Thursday, July 3, 2008

Dear Leyla,

 

Thank you so much for thinking of me and passing along the memorial booklet! Wonderfully done, yet far short of the volume it would have taken to do him the barest justice!

 

I had searched my entire photo archive for pictures taken about 5 or 6 years ago, at Topeka, Kansas when Nye was there for a truck race. Pat Foster and I went there for a chance to see him again and we had a wonderful visit. Nye looked great! Same as always, save for the gray hair. We had a wonderful visit. The pictures are almost surely digital and therefore somewhere in the bowels of the four computers I use. I fee sure I will find them and when I do, shall send them along.

 

Nye and Lee (one of the most beautiful, elegant, hardworking and considerate women I know), were both always extraordinarily kind to me and I am crushed by his senseless and premature death and for her tragic loss at a time when their lives together must have been so precious to them.

 

Nye was one of the most talented and creative people I will ever have known. Always thinking outside the boundaries of convention and advancing every art he practiced.

 

I had worked for him and he had worked for me. I remember when I first hired him in about '66 I paid him the grand wage of $6.00 per hour! I had no idea whether I could afford him or not, but Tom Jobe (already working for me at the then none too shabby wage of perhaps $3.50-$4.00) convinced me Nye would earn me far more than anyone I was paying less and, in the end he was right. Nye was a bargain.

 

 As a racing project leader, in a world  heavily populated with primadonnas and raging egos, he was always the voice of logic, calm and reason. One of the few able to manage a collection of extreme misfits (myself included, for this was a time of considerable immaturity for me) into a cohesive team that produced the desired result.

 

I do not have a burning useful need for any of the tools and machinery that I had originally sold to Nye (this had to have been early to mid 1976), but there are a few pieces that have especially personal meaning in that I remember how I struggled to own them and more importantly that Nyehad also used them.

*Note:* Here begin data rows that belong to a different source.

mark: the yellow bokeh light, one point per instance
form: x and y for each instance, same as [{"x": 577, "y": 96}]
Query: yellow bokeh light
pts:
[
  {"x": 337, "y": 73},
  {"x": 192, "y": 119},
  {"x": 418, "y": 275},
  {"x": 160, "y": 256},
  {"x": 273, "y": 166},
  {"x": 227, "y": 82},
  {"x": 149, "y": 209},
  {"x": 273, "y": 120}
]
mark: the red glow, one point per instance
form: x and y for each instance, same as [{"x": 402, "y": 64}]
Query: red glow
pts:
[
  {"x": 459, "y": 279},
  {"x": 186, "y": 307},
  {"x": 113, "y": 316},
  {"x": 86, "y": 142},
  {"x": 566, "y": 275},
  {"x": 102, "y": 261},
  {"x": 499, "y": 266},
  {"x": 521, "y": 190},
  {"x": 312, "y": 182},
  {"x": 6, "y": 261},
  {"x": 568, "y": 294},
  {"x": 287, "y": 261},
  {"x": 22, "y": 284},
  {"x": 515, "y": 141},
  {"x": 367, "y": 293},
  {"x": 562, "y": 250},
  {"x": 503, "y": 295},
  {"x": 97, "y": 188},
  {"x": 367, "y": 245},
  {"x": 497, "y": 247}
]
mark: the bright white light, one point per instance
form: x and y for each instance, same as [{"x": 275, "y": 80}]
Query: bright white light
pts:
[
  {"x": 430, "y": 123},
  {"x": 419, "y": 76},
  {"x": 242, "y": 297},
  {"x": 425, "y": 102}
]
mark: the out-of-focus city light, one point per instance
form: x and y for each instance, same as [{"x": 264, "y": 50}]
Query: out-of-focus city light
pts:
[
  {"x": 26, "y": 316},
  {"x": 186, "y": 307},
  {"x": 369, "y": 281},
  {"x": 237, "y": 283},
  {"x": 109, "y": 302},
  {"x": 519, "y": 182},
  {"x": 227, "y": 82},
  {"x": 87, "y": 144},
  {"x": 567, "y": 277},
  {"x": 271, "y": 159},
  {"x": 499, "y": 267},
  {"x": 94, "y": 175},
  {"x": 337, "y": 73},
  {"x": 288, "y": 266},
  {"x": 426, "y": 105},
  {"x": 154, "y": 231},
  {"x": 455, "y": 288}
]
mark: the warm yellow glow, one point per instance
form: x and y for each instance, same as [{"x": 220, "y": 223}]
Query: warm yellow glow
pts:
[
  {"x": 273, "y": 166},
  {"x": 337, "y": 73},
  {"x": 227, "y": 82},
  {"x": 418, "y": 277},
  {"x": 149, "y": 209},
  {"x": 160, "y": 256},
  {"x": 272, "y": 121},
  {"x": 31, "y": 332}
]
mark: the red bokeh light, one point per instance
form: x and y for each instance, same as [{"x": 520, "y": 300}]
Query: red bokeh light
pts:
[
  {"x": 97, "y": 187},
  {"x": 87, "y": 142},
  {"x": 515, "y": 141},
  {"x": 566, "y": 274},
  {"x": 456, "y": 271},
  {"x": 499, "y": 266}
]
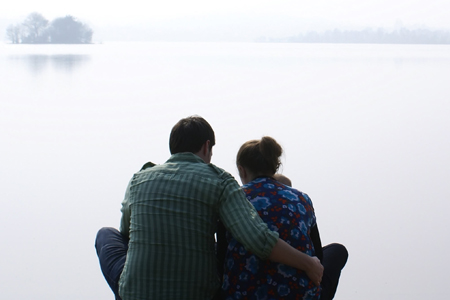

Sort of a coming full circle.

 

These are metal shaping "planishing hammers" two that sit on heavy metal base, stand about 5 feet tall and have arms that extend out, one about 2 feet the other 3 feet and are air operated. They were manufactured in the 40's or 50's by Chicago Pneumatic. There is a third item (quiet large, that likely Nye never used. It stands about 8 feet tall and serves the same metal shaping function as the two smaller ones, but is electric. It's brand name is "Whiting Quickwork" or something like that.

 

There is no rush on my part and it is far too premature to even consider such things. My purpose here is to let you know that these items have personal meaning to me on a couple of levels, and had Nye not used them 30 years after I had put in 15 with them, they would have little or no importance to me.

 


I attach one picture I did find of Nye, Pat Foster and Tom Jobe taken perhaps '68-'69.

 

My sincerest best wishes for you all. Your profound loss can never be overcome, nor will it fade with time or it's sensless nature be understood. Even by the one responsible. My hope is that in the memory of a truly good and kind man you can find comfort in his goodness and his positive influence on all who enjoyed that great gift that was his friendship and for you his family, his love.